5.) Reread, Refine, Revise

When you know what you want to write about and how you want to say it, go back and refine the paper. Don’t use a thesaurus unless you have a good reason. Spicing up an essay with more intelligent sounding words is not a good habit. Use words that get your points across effectively. Rearrange awkward sentences and don’t be afraid to completely rewrite a bad paragraph. If you can swap sentences and paragraphs in your paper, then you may not be as prepared as you thought.

6.) Ask Yourself Questions

The best way to generate more content for a longer and more heavily supported paper is to ask a myriad of questions. Pretend you know nothing about the subject or that you want to know more details. You have probably heard the many ways of developing your paper through analysis tools like comparing and contrasting, but these tricks are limited by their specific goals and range of consideration. Try a broad range of questions instead. Why did this happen? What does it mean for the future? What does this concept mean to different generations? Why do others have different opinions and why are they right are wrong? How diverse was the data pool for these statistics? Furthermore, after every claim, declaration, and explanation ask “how so?”. If you have ever seen a child get into the never ending loop of asking why repeatedly at the end of every consecutive explanation to some “all-knowing” grown-up, you know exactly what to do.

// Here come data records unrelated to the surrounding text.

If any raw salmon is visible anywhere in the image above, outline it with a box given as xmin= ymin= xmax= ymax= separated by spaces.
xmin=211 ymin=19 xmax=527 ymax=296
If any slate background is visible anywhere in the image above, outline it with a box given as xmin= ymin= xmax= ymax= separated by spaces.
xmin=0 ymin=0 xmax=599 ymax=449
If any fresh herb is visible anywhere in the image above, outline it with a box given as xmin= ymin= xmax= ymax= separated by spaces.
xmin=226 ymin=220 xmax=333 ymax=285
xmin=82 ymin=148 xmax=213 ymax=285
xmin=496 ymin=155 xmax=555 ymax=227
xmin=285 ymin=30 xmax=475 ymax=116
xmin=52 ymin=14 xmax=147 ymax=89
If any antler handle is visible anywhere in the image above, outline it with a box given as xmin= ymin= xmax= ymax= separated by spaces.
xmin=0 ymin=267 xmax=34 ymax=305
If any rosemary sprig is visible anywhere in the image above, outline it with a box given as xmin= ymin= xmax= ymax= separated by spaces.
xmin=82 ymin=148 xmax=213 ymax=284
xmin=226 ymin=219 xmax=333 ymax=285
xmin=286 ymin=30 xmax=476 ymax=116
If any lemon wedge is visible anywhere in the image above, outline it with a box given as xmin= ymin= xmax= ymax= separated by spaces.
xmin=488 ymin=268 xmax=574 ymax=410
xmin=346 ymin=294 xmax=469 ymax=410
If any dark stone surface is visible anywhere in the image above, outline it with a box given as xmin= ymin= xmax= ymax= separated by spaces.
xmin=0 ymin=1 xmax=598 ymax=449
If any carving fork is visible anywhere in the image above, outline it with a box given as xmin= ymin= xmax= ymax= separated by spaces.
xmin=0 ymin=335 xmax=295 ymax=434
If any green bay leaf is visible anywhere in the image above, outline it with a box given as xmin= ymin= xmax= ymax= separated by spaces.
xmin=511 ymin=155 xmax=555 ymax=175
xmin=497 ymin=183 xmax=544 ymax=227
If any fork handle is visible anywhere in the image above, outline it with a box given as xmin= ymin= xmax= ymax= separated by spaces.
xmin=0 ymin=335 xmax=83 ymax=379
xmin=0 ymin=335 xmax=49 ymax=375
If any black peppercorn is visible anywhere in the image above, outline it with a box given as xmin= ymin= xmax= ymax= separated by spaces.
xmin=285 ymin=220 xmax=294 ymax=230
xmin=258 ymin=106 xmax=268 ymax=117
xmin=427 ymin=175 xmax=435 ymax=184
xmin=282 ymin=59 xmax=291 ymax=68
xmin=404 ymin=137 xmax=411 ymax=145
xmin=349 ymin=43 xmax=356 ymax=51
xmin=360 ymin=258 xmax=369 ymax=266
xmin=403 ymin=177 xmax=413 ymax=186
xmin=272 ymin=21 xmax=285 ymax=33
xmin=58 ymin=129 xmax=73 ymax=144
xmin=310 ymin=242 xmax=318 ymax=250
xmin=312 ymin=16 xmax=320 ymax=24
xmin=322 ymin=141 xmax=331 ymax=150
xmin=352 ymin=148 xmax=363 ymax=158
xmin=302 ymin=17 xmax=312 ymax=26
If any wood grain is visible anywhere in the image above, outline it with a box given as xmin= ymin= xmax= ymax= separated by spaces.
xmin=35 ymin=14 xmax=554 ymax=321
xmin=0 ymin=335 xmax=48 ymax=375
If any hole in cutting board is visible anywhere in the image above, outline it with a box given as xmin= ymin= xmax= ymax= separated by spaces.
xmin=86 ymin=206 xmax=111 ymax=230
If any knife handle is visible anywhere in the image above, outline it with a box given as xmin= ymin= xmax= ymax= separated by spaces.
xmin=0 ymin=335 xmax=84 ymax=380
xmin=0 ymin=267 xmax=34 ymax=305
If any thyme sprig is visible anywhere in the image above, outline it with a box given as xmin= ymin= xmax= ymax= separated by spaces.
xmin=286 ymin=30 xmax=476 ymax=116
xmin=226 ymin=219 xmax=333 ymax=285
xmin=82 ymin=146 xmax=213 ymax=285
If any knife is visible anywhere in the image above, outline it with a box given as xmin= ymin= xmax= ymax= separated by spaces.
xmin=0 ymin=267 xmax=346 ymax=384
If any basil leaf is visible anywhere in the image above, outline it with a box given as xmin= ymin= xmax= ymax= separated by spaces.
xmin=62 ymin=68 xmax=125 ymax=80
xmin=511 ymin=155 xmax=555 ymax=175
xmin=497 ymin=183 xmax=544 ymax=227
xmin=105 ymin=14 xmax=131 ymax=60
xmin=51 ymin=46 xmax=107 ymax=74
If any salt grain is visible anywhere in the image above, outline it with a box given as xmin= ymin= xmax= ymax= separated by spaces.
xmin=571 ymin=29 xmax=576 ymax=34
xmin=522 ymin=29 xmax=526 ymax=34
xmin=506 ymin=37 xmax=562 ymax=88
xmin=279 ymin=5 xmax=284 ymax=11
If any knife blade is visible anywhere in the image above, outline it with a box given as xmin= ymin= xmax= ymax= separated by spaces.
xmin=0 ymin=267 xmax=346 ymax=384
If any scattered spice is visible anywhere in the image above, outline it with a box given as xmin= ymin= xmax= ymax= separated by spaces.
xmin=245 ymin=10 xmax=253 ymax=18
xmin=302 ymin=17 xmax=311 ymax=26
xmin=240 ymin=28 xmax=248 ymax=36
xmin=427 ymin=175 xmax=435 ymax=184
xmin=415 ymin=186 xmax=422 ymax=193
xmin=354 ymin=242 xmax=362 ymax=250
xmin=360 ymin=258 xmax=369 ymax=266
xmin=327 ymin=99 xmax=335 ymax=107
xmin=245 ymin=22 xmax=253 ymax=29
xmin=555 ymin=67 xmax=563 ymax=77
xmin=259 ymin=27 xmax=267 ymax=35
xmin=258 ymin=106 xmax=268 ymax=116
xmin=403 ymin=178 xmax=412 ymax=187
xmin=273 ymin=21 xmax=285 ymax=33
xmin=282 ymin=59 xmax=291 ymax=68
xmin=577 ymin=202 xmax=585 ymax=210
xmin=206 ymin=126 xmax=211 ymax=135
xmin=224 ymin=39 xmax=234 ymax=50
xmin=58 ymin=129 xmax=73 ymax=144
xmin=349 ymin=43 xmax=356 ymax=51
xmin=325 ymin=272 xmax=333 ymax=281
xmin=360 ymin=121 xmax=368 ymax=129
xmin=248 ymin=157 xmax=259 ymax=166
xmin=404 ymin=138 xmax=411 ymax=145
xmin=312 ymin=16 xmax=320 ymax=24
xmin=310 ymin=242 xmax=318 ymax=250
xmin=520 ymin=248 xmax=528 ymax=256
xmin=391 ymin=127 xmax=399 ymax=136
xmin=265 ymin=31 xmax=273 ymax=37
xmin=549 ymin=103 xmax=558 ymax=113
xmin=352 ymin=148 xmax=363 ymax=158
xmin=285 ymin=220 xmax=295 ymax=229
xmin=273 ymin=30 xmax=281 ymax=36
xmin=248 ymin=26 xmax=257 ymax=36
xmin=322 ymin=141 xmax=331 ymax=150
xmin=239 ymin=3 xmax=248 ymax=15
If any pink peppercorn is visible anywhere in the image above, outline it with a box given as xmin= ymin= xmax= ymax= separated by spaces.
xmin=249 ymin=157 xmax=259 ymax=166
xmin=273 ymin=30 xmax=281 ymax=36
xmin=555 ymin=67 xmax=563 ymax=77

7.) Give it to the Critics

Your mom loves you, your dad is proud of you, and friend understands you, but they can do nothing for your papers with these wonderfully positive attitudes. Besides the occasionally boost in moral and support, don’t take your papers to people who aren’t critical or those who can’t back up their arguments cogently. Take your papers to your teachers and rivals; have intelligent people tear the dignity of the paper to shreds. This will give you plenty to write about and strengthen any weak areas that others are looking over. Be sure no to take the criticism personally as it is merely a tool for success.

8.) Are You Proud of it?

If you aren’t proud of the final product, you can’t expect anyone else to be. Make sure you will want to hang to masterpiece on your wall after the grading period is over.

9.) Understand Why the Process is Important

Writing is creative, empowering, and a phenomenal learning utility. While it is much more difficult to make the argument for other areas of study, remember that writing is a skill that will always help you in life. It will strengthen your ability to communicate, do quality research, argue logically, and solve problems.